Whenever possible, nonhuman primates should be trained, using positive reinforcement principles, to cooperate with routine husbandry tasks, such as cage changing, as well as to participate voluntarily with routine experimental practices. Nonhuman primates have significant cognitive abilities and training for cooperation in husbandry and research tasks. This can significantly reduce human and animal stress and the likelihood for injury or accidents to occur. When it is not possible to train animals to cooperate because of time or other constraints, physical and chemical methods of restraint may need to be considered. The following are considerations when determining the most appropriate restraint equipment or method to use:
Time required for animal habituation and training to restraint method
Potential impact on the research;
Frequency of handling required;
Type of equipment available;
Duration of restraint;
Species-specific behavioral and postural differences; and
Other considerations (e.g. pregnancy, animals with pre-existing conditions, animals with jackets or implants, etc.).
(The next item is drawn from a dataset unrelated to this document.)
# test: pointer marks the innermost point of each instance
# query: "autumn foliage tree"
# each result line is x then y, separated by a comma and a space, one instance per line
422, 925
Positive Reinforcement Training.
Training animals to cooperate without the need for restraint devices or drugs is strongly encouraged and convenience alone must not dictate the method used for restraint. Whenever possible, cooperation by non-stressed, conscious animals yields the most relevant data for studies. Ideally, the veterinarian and researcher should work with a behaviorist and the training plan should have reasonable, sequential steps and attainable goals. The plan also should take into consideration the unique personality traits of each animal and their capacity to learn and remember tasks to condition them to be a willing worker. The plan should be based on receiving rewards (e.g. treats, juice, and other rewards) for the tasks learned and reproduced, and receiving no rewards for the lack of progress (i.e. positive reinforcement). Clicker training is designed to obtain desired behaviors by giving food and treats immediately after the sound of a clicker and has been used with very good success in primates. (Wolf, 2012).
Habituation to Restraint.
It is essential that NHPs be habituated to minimize stress when they must be restrained awake in a device for a prolonged period of time. Examples of situations that might require habituation include placement in a restraining device for >30 min on a regular basis in repeated sessions e.g., blood sampling, head restraint, reach/grasp motor tasks and visual tasks. The duration for which a primate must be restrained is dependent upon the duration of the procedure and individual behavioral traits and cognitive capacity of each animal. For example, aggressive, dominant animals may require different habituation strategies compared to more submissive animals. Appropriate habituation to restraint is achieved when the animal exhibits normal physiologic and behavioral characteristics and when they enter the restraint device voluntarily (NRC, 2002). In lieu of habituation some animals may be conditioned to using the restraint device with use of the positive reinforcement training.
Physical Restraint.
Methods of physical restraint include hand restraint, pole and collar, transfer box, restraint chair, jacket, and portable squeeze unit. Animals hand caught or trained to a collar restraint should have lower body support provided directly by the restrainer or via a flat surface, such as the floor. Alternatively, after capture, the primate should be immediately transferred to a primate chair or other restraint device to minimize potential discomfort and distress. When a restraint device must be used it should be: clean, of an appropriate size, and maintained in proper working order to ensure the comfort and safety of the animal and human handler. The device should be inspected before each use to ensure that all mechanical parts are secure and functioning smoothly to avoid injury to the animal or the handler. Ideally, restraint chairs that allow primates free use of arms and legs should be equipped with a guard to protect handlers from exposures.
Chemical Restraint.
Animals may be trained to voluntarily cooperate for many procedures and this should be considered for primates that will be maintained for extended periods of time or for long-term studies. Chemical restraint, for example, ketamine (alone or in combination, e.g., dexmedetomidine, midazolam) may be considered when immobility is required (e.g., electrocardiography) or when the planned procedure has the potential to cause more than slight or momentary distress or discomfort (e.g., removal of skin sutures, etc.). Another consideration for using chemical restraint in primates is to ensure safety for personnel. When the use of chemical restraint is elected, NHPs should be fasted prior to chemical immobilization to reduce the risk of aspiration. Care should be taken to ensure that procedures involving chemical restraint are scheduled with a maximal interval to avoid repeated fasting, inappetence, and associated weight loss; prolonged episodes of hypothermia, bloat, and other stressors associated with administration of sedative or anesthetic agents. Performing multiple experimental/clinical procedures under a single chemical restraint event is often preferred to multiple anesthetic episodes over a short period of time. The lowest dose of drug should be used to achieve the desired effect to minimize potential side effects associated with the particular immobilizing agent.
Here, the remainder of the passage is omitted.